5. Who needed all that testosterone anyhow?: At-risk men are less likely to drink, use tobacco or commit crimes after they become fathers–particularly if they have their first child in their late 20s or early 30s. Researchers at Oregon State University said the decreases in bad behavior went beyond what comes simply with young men maturing. Said lead researcher David Kerr: “This research suggests that fatherhood can be a transformative experience, even for men engaging in high-risk behavior.”

6. Of mice and men: Researchers in California have determined that more anxious mice make lousy fathers. Further tests showed that less paternal males had higher levels of vasopressin in their brains. That’s a hormone strongly associated with stress and anxiety. The scientists stopped short of saying stressed-out men struggle as fathers, but do think that what they’ve learned about mouse fathers could shed light on the behavior of anxious human dads.

7. The unkindest cut: A father’s love–or lack thereof–can have a greater influence on the shaping of a child’s personality and development than the mother’s. So says a recent wide-ranging analysis of research about the power of parental rejection.
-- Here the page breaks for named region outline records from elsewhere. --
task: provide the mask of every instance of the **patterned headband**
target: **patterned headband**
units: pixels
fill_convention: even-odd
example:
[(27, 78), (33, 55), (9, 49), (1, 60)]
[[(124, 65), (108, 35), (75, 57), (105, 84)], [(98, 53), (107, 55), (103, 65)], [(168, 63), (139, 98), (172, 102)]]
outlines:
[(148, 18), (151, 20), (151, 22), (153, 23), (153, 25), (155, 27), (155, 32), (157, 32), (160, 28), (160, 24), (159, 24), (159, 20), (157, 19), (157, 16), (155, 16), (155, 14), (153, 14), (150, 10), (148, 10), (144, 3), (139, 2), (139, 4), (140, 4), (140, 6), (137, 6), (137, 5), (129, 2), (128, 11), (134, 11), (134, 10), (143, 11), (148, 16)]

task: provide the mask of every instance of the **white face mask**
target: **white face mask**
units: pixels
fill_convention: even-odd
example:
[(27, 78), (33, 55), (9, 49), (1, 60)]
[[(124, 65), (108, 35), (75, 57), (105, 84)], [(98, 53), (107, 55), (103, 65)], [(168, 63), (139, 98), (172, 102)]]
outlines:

The research, based on 36 studies from around the world and involving 10,000 participants, concluded that nothing has as strong or as consistent an effect on a child’s personality development as rejection by a parent–an experience that can make them feel more anxious and insecure, as well as more hostile and aggressive. And the research suggested that it’s often the father’s rejection that has the greater impact.

8. Diapers…the final frontier: The idea that men have truly become involved in the raising of their children only in the past few decades just isn’t true, says a University of Warwick paper published yesterday. What has changed is that many more fathers now are willing to make the ultimate expression of love–they’re changing diapers. Figures from a 1982 study suggested that 43 percent of fathers had never changed a diaper. By 2000, that figure, according to another study, had fallen to 3 percent. Which makes you wonder: How did the 3 percent pull that off?
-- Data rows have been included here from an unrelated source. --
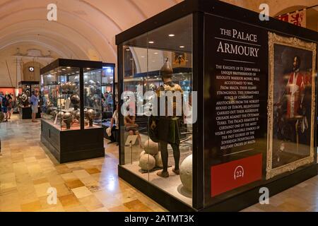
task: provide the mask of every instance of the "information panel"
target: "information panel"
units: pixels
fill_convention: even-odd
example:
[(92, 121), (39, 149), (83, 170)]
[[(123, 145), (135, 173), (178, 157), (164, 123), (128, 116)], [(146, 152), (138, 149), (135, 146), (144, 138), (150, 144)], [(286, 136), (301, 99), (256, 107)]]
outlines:
[[(268, 33), (210, 15), (205, 18), (205, 182), (211, 184), (206, 197), (214, 197), (237, 192), (232, 190), (264, 174)], [(244, 174), (235, 177), (237, 167)], [(233, 179), (220, 186), (216, 174)]]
9. Bowed by the weight of dirty diapers, but not broken: A large majority of American men now say they place more value on being a good father than on having a successful career. That’s according to a survey of 1,000 men–both dads and non-dads–which found that a full 77 percent said doing a good job at home was very important to them, while only 49 percent felt that way about how they performed at the office. The Mad Men are so over.

10. You’ve come a long way, baby…and yet: Despite the strides fathers have taken in manning up around the house, they still have a way to go if they hope to go halfsies with their partners. The latest Father’s Day Index, published on the Insure.com website earlier this week, estimates that if the average dad was paid for what he does at home, his income would be slightly more than $20,000. Based on Bureau of Labor Statistics data, the value of what moms do at home is about three times that.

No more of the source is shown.